Last Updated: March 2026 | Reading Time: 9 minutes | ~2,100 words
India has the world’s third-largest HIV burden — approximately 2.4 million people living with HIV (PLHIV) as of 2023 (NACO India HIV Estimates 2023). India’s HIV epidemic has undergone a dramatic transformation over three decades: from an uncontrolled epidemic in the 1990s–2000s (driven by heterosexual transmission, injecting drug use, commercial sex networks) to a declining prevalence epidemic — new HIV infections declined by 46% and AIDS-related deaths by 76% between 2010 and 2022 — one of the world’s most successful HIV programme turnarounds. India’s national ART (antiretroviral therapy) programme — among the world’s largest free antiretroviral programmes — provides free ART to approximately 1.8 million PLHIV through a network of 700+ ART centres, 3,000+ Link ART centres, and community-based centres. The current standard first-line regimen — TDF + 3TC + DTG (Tenofovir Disoproxil Fumarate + Lamivudine + Dolutegravir) — is the most potent, best-tolerated, and highest-barrier-to-resistance ART ever developed, and is provided free at government ART centres under NACO (National AIDS Control Organisation).
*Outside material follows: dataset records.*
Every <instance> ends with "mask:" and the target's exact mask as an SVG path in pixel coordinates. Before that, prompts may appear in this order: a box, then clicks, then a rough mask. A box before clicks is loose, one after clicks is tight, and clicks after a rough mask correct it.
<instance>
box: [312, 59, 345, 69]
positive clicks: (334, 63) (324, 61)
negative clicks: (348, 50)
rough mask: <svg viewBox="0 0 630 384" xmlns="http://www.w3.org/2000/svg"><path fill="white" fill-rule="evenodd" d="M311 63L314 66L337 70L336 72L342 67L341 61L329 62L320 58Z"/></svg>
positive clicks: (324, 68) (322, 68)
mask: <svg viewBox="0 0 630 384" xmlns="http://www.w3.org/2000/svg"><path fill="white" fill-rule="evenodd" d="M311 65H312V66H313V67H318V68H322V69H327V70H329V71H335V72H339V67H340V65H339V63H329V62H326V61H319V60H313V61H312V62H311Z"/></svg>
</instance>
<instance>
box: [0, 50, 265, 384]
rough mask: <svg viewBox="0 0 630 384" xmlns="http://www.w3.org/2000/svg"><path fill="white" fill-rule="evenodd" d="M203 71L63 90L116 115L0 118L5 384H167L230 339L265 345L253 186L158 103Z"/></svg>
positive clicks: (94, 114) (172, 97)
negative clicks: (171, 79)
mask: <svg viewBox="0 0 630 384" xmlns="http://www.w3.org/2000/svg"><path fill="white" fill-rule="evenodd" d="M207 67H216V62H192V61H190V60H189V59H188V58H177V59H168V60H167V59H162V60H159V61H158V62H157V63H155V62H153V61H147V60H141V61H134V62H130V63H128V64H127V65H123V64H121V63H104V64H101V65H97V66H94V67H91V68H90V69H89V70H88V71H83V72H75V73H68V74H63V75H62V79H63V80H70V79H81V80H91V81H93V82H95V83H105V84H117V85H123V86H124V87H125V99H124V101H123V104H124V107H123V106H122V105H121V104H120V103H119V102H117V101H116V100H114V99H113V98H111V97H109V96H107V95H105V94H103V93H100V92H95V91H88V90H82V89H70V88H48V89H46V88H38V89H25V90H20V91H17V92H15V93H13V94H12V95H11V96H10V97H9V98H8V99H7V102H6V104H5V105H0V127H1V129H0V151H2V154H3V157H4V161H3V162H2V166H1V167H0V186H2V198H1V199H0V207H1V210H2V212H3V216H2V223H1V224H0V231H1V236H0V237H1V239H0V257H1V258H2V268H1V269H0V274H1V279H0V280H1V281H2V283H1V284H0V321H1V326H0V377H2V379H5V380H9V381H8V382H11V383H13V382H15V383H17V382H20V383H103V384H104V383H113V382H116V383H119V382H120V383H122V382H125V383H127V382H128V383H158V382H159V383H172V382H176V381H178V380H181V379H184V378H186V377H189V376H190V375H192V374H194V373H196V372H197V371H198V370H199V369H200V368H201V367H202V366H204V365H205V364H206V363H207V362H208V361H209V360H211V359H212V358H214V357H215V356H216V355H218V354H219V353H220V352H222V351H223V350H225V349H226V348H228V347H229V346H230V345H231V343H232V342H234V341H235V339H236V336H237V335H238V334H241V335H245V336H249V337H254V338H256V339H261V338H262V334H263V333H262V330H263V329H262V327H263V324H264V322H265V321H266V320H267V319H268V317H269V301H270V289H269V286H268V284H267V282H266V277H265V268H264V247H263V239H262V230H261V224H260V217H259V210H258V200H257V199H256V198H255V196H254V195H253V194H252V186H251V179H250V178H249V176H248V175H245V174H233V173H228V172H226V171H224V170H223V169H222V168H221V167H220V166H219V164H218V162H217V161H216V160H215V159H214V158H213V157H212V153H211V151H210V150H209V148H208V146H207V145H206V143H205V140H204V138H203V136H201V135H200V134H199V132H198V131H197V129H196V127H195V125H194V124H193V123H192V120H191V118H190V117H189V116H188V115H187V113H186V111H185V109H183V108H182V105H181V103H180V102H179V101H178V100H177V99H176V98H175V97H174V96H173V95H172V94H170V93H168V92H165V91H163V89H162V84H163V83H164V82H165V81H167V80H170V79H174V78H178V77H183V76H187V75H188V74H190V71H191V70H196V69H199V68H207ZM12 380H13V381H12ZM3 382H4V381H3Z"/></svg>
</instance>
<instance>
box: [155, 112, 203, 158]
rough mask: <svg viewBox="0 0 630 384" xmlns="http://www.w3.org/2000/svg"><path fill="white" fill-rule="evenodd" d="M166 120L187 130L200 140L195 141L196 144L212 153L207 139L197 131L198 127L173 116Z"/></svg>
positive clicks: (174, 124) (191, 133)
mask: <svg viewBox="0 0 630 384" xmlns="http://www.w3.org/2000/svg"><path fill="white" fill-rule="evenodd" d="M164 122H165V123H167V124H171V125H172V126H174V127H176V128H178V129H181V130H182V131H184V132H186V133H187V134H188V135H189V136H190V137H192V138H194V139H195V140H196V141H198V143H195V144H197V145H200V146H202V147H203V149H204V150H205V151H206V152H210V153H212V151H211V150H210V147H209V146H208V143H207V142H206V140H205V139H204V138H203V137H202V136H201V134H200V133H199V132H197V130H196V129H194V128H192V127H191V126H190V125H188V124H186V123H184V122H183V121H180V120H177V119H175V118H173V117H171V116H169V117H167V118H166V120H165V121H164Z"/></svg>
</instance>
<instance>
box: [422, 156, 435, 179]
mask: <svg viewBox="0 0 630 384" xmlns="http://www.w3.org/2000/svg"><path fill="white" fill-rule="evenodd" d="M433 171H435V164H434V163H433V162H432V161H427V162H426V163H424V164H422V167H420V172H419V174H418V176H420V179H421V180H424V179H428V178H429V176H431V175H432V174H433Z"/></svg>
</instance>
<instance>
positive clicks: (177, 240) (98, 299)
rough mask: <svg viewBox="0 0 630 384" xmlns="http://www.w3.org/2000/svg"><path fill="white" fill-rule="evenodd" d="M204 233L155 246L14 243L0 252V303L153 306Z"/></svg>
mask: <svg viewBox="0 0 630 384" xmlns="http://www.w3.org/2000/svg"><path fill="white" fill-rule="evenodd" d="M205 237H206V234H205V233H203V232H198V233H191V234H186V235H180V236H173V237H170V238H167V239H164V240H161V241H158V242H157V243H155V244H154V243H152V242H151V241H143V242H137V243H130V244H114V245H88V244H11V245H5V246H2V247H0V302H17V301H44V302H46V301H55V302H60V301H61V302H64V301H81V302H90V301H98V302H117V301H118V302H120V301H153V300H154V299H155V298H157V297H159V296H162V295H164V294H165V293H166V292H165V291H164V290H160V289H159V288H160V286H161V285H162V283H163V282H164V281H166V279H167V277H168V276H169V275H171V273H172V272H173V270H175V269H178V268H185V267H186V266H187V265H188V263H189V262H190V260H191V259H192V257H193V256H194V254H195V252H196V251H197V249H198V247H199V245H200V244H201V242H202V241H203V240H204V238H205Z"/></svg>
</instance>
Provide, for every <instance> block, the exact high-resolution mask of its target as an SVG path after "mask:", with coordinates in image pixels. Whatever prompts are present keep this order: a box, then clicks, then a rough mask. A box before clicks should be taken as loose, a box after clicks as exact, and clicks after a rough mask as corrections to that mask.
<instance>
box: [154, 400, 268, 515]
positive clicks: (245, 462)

Despite these achievements, significant gaps remain: approximately 20–25% of PLHIV in India remain undiagnosed; treatment coverage among diagnosed individuals is approximately 75–80%; viral suppression rates are approximately 90% among those on ART — but the cascade of care “leaks” at diagnosis and linkage stages. The paradigm-shifting concept of U=U (Undetectable = Untransmittable) — scientifically confirmed by the PARTNER, PARTNER2, and Opposites Attract studies — has transformed HIV prevention discourse: a person on ART with undetectable viral load (<50 copies/mL) cannot transmit HIV sexually.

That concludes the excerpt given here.